Liputan6.com, Jakarta Pusat Pelaporan dan Analisis Transaksi Tunai (PPATK) mencatat telah menerima laporan transaksi tunai dari berbagai pihak sebanyak 14 juta laporan. Laporan itu terkumpul sejak berdirinya lembaga independen ini pada 2000 lalu.
Kepala PPATK, Muhammad Yusuf mengatakan, sampai dengan saat ini pihaknya telah mengantongi 70 juta data nasabah. Data tersebut dimanfaatkan untuk memberantas tindak pidana pencucian uang dan mengoptimalkan pengembalian keuangan negara.
Advertisement
"Selama PPATK berdiri, sudah ada 162 ribu laporan transaksi keuangan, 14 juta laporan transaksi tunai. Jika diasumsikan satu laporan Rp 1 miliar, maka nilai laporan transaksi tunai hingga sekarang mencapai Rp 14 ribu triliun," ungkap dia di kantornya, Jakarta, Kamis (17/4/2014).
PPATK mengimbau kepada seluruh pengguna barang dan jasa, seperti broker barang antik dan lainnya untuk melaporkan transaksi tunai senilai Rp 500 juta ke atas pada PPATK.

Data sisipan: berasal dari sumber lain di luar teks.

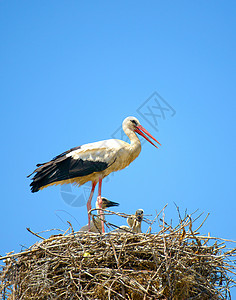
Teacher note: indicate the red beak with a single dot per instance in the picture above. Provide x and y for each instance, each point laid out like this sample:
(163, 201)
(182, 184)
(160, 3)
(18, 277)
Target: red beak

Dia menuturkan, laporan ini diperoleh berkat kerja sama dengan berbagai pihak. Hingga bulan ketiga tahun ini, PPATK telah memiliki 71 nota kesepahaman dengan instansi dalam negeri, terdiri dari kementerian, universitas, Lembaga Swadaya Masyarakat (LSM) dan Badan Usaha Milik Negara (BUMN).
Lanjut Yusuf, pihaknya juga menggandeng Otoritas Jasa Keuangan (OJK) dan Bank Indonesia (BI) untuk menciptakan sistem informasi terpadu, sehingga penegak hukum tak perlu lagi mengalami kesulitan saat menjalankan tugasnya.
"Kalau dulu saat Kepolisian Republik Indonesia (Polri) minta informasi atau data, kami harus minta izin dulu ke 120 bank. Bayangkan kalau satu bank prosedur izinnya 3 hari, masa butuh waktu setahun untuk minta data. Itu mah keburu pelakunya pergi dan duitnya habis," terang Yusuf.
Yusuf mengaku, hasil dari kerja PPATK sudah terlihat. Putusan pengadilan terkait tindak pidana pencucian uang tercatat sebanyak 107 kasus dengan hukuman maksimal 17 tahun dan denda maksimal Rp 15 miliar.